2 Aprile, mercoledì.

Spartana colazione e aereoporto. Salutato Mohamed e fatte le prassi di imbarco. Incontrato Riccardo con altri aneddoti al seguito e comprata con gli ultimi “spiccioli” una musicassetta araba (carina) sebbene abbia Brook Shield sulla facciata. Riccardo ha detto che al funduk di Manakha ha ballato lui, cantando le canzoni di Jovanotti. L’imbarco è avvenuto alle 8.30 circa, in un bell’aereo Yemenia. Genna ha fatto l’ultima sua ripresa alle mani dipinte di una ragazza velata, col volto scoperto però. Viaggio tranquillo, di chiacchiere, mangiate e risate. Un gruppo di pazzi volevano andare in Sudan e si erano stizziti perchè avevano dichiarato lo stato di guerra senza il loro permesso, …Quando si dice alle volte! Arrivati a Fiumicino ci siamo salutati tutti, tranne Riccardo perchè viaggiando con solo il bagaglio a mano non l’abbiamo più visto. Comunque noi quattro siamo rimaste insieme ancora un pò, fino alla navetta per Roma.
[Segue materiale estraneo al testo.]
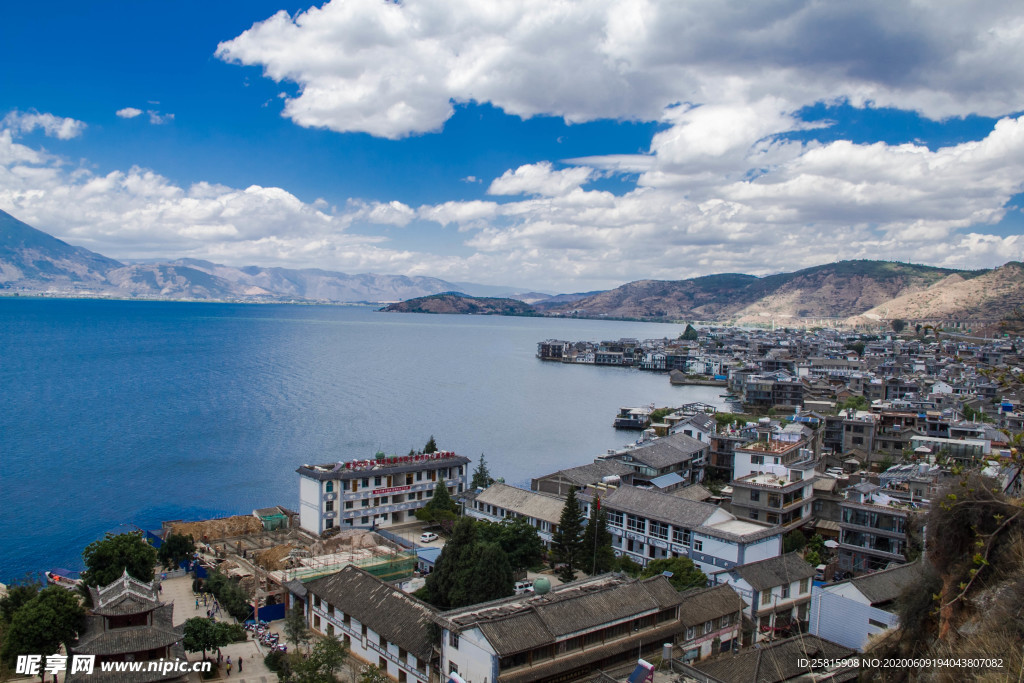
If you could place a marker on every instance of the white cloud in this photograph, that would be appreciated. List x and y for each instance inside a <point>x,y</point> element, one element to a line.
<point>392,70</point>
<point>541,179</point>
<point>52,126</point>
Abbiamo salutato la simpaticissima Genna che avrebbe dovuto prendere un altro aereo per Alghero, ma alle ore 18, campa cavallo! Con Paola abbiamo avuto la fortuna di restare insieme fino alla stazione di Roma Termini. Ci ha anche aiutate, tenendoci le valige, a fare “al volo” il biglietto e a telefonare al babbo per dirgli l’orario del treno per Arezzo. Peccato che ci siamo dovute salutare troppo in fretta e non era una formalità quando ci siamo dette che “è stato un vero piacere!”. Restiamo quindi solo io e Patrizia, ancora con mille commenti da fare sul viaggio, quasi un sommario di quello che ci è più piaciuto. Siamo arrivate ad Arezzo cotte dalla stanchezza. Giulio, l’mì babbo, è arrivato dopo pochi minuti e le poche energie sono servite per fare il riassunto del riassunto. Patrizia è poi voluta tornare a Rimini senza fermarsi, temeva che se si fosse rilassata non sarebbe potuta ripartire. Ci siamo risentite per telefono quando è arrivata a casa. Comunque il viaggio ormai è finito proprio per tutti, anche Genna ora sarà a casa sua. Non ci resta che goderci le foto e spedirne le copie agli amici per avere l’occasione di non dimenticarci dal 3 Aprile. N.B.: sono abbronzata…, hanno un bel colore caraibico sia il viso che il braccio sinistro…E BASTA! Sono stata benissimo! Franci 10/4/97 Oggi è il 28/06/02…Per me è stato un bel viaggio, spero che possa essere stato di qualche interesse anche a chi non era con me. Mi scuso per le mie ingenuità ma rimaneggiarlo, oggi, avrebbe voluto dire renderlo meno vero.